Maybe we never fully do. But I believe that even if a guru hasn’t “reached” moksha, if their words help someone live better, think deeper, or reflect more meaningfully—that in itself is worth something.


There are those who strongly criticize gurus for owning land, for wealth, for political connections. “Why do they live so lavishly?” they ask. “Isn’t that against what they preach?”

But again, I wonder—what do they actually get out of all this?


We’ve all heard the tale: a man runs after money all his life, only to die with nothing but a few feet of earth to claim. So what’s the race for? And those who speak and preach for hours—what comfort do they have, really? The strain of public life, the constant demand for presence, the emotional labor—celebrity or spiritual, it wears people down. Perhaps even they crave solitude, anonymity, stillness.


So when we fear that a family member might be “taken away” by a guru or an ideology, I feel it’s more about our trust in the person than distrust of the teacher. How susceptible are we? How grounded are we? That’s the real question.

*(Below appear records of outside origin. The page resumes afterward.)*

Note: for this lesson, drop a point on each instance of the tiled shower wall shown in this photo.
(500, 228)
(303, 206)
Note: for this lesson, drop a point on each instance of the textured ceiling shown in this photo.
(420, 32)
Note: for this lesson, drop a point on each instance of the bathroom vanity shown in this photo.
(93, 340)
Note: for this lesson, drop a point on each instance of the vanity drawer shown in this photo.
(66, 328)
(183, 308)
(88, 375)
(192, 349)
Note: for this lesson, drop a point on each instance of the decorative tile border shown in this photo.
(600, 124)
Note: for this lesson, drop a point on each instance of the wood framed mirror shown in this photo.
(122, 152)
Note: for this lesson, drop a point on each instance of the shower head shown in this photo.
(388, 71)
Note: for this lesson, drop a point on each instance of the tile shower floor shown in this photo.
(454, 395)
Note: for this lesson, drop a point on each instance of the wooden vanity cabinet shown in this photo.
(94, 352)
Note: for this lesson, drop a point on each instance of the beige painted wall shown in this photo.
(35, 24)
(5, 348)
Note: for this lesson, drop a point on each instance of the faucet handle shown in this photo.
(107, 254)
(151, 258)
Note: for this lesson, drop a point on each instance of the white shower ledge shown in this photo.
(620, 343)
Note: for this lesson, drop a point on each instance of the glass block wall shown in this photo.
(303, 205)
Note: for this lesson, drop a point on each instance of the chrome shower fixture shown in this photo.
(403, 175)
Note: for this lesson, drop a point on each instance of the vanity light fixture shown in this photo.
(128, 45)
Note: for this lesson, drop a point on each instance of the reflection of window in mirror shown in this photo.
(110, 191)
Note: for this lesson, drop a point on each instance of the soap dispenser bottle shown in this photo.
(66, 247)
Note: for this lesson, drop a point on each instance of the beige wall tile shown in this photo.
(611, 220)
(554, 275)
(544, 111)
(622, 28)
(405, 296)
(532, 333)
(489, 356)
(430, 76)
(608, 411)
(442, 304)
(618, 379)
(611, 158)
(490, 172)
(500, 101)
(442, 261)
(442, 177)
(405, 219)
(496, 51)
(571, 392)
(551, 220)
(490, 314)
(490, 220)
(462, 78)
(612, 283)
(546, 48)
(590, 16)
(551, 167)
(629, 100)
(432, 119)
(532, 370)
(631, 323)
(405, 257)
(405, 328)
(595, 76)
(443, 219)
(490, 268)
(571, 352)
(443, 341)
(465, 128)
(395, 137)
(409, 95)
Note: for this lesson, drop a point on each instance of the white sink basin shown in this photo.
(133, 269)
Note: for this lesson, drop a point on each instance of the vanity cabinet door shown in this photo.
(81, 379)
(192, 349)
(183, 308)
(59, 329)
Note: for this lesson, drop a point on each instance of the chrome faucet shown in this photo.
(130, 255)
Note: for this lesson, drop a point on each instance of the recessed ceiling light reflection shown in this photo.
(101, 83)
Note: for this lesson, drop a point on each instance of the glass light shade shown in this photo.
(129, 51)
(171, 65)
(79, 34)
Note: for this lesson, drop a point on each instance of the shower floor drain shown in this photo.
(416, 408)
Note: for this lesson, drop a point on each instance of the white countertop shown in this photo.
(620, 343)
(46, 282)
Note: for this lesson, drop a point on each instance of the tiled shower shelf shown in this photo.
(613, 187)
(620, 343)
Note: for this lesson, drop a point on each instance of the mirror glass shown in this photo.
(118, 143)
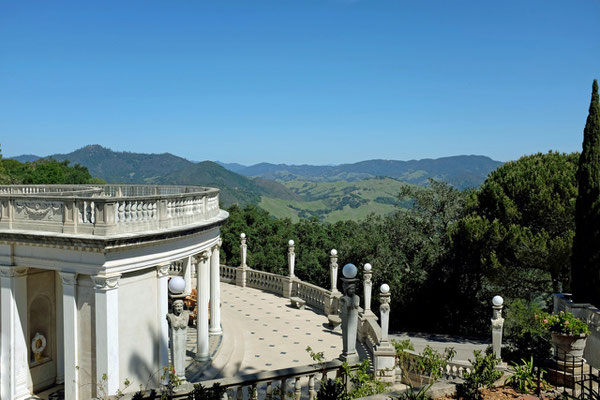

After all, even influencers with millions of followers aren’t begging anyone to follow them. It’s the individual who chooses to click, scroll, subscribe.

So do the followers of any teacher.


The challenge is not to point fingers—but to choose wisely. To reflect deeply. And most importantly, to know when you’re being brainwashed.


That awareness is the real lesson.

And maybe that’s what every guru is trying to teach after all.